Seeking Personal Growth
Throughout the 1970s, these trips were becoming a means for relatively affluent Americans to be exposed to poverty and hardship. They were opportunities to gain spiritual insight through experiencing the simple faith of the poor, while enduring a taste of the hardships of living outside of the United States. For youth ministers, this would become a preferred method of bringing about their goals of spiritual maturation and emotional growth. At the end of the 1970s, congregations themselves were picking up the work of actually organizing their own short-term missions programs. No longer were these travels organized solely by parachurch ministries, college programs, mission agencies, or denominational boards. Individual congregations saw value in these trips for their youth and adults.

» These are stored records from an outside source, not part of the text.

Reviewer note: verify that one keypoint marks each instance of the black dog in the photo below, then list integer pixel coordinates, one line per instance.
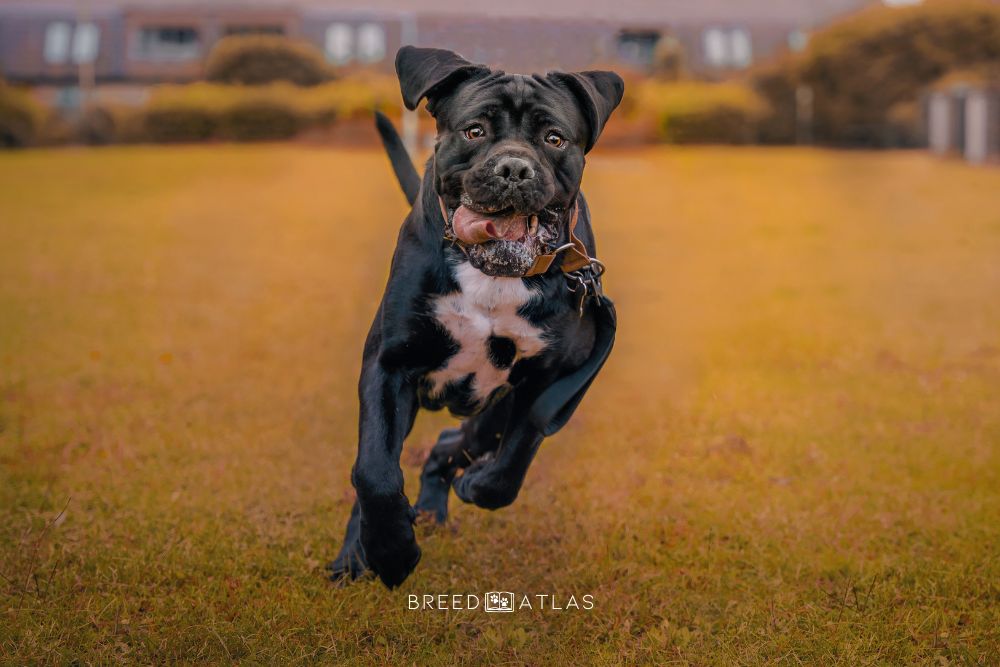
(493, 308)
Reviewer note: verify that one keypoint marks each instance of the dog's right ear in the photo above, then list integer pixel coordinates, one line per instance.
(431, 73)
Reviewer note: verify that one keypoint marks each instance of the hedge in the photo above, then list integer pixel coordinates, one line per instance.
(254, 60)
(203, 111)
(699, 112)
(861, 69)
(21, 117)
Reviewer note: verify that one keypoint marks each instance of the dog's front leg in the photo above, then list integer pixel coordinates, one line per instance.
(494, 481)
(388, 408)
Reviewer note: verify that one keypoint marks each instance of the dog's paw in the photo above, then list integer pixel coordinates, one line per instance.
(432, 505)
(481, 488)
(390, 547)
(349, 564)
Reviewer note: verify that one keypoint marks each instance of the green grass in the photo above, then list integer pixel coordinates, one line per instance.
(791, 457)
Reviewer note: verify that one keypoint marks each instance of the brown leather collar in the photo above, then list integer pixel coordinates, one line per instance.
(576, 253)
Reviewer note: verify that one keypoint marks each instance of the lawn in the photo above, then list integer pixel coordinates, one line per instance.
(792, 456)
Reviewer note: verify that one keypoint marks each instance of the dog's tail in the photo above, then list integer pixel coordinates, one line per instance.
(403, 167)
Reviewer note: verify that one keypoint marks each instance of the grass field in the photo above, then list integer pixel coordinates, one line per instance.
(792, 455)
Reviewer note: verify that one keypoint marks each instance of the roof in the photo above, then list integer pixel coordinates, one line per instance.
(804, 13)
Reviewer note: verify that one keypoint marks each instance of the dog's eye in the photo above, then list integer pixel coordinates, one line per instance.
(554, 139)
(475, 132)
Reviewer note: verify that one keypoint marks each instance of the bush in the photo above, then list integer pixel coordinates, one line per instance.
(20, 118)
(696, 112)
(259, 120)
(201, 111)
(175, 123)
(861, 68)
(254, 60)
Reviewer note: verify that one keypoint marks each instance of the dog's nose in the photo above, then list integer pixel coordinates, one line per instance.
(514, 169)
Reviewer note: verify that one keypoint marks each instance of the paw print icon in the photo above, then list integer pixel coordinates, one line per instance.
(499, 601)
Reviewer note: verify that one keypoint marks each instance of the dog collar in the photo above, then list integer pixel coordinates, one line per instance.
(576, 253)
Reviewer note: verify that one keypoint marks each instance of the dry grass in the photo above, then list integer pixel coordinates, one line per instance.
(791, 457)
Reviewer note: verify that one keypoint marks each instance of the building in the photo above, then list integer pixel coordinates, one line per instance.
(125, 45)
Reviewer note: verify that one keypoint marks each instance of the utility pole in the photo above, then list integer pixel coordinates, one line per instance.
(411, 125)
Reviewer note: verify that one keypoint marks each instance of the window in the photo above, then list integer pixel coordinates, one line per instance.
(168, 43)
(339, 43)
(638, 47)
(798, 40)
(255, 30)
(728, 48)
(371, 43)
(85, 42)
(57, 37)
(740, 50)
(716, 52)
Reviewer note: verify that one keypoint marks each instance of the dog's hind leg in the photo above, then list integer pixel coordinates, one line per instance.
(350, 562)
(457, 448)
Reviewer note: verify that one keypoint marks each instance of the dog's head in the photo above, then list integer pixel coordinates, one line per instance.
(510, 150)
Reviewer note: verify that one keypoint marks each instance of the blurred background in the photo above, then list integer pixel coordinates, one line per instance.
(791, 457)
(892, 73)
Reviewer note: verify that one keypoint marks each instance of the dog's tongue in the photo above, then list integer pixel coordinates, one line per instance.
(471, 227)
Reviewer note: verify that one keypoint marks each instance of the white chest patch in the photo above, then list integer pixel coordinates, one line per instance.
(485, 307)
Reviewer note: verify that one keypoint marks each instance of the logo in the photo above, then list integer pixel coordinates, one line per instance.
(503, 602)
(499, 601)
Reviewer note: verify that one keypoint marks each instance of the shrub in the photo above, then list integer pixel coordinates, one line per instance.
(109, 124)
(861, 68)
(260, 59)
(697, 112)
(20, 118)
(202, 111)
(173, 123)
(259, 120)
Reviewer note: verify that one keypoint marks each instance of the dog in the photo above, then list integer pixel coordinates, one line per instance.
(493, 307)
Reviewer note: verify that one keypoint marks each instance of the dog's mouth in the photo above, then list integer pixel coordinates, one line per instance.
(502, 242)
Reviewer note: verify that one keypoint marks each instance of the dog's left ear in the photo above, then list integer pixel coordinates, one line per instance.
(431, 73)
(598, 92)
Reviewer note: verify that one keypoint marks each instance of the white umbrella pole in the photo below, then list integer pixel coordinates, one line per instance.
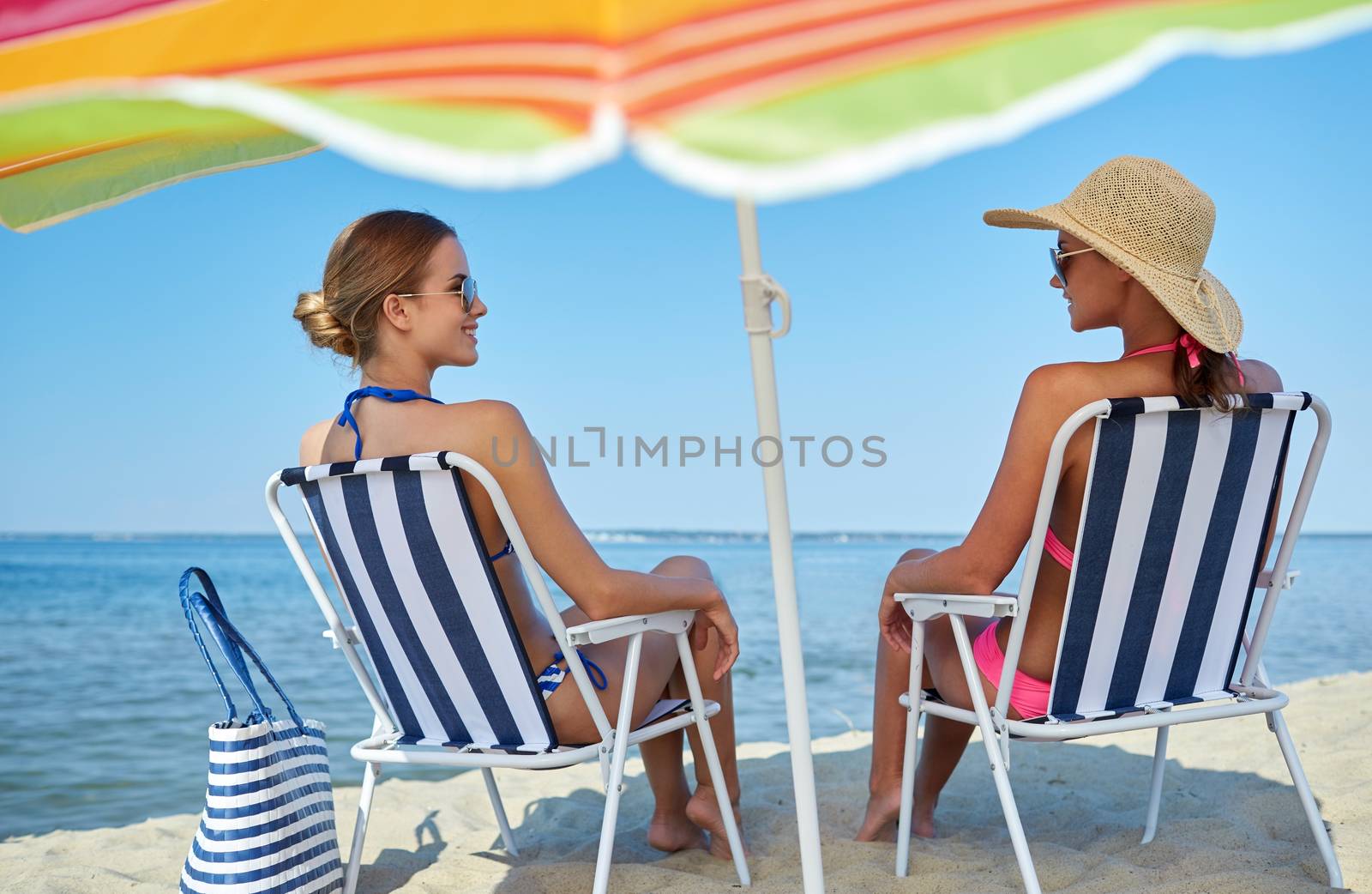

Round Trip Missions contributing editor, Paul Borthwick, published early manuals guiding the organizations of these trips congregationally. The history, then, is best picked up in the context of congregational life. My own research involved Wheaton Central Church (WCC), a large congregation located near Wheaton College, where missionary support has long been a central feature of church life. Two ministry leaders working at WCC in the 1980s, one with youth and the other in adult missions ministry, each felt these trips would serve to promote their concerns while fostering growth in their members. Like the separate streams of thought running through the evangelical world—one from youth travels and the other the traditional missionary community—these two pastors saw their purposes somewhat differently. Even twenty-five years later the use subtly different language to talk about the first trips taken by members of their congregation. In the early 1990s, however, those two streams merged at WCC, and in the evangelical world in general. As might be expected there would be much turbulence at the meeting of these mighty rivers.
Note: This article is Part I of a two-part history of the emergence of the idea of “Short-Term Missions.” This is not a history of when the first Christian spent two weeks in the Dominican Republic, or who was the first team to build a latrine in Honduras. Rather, this is a brief look at how the contemporary form of STMs in the United States came to be widely considered “missions.”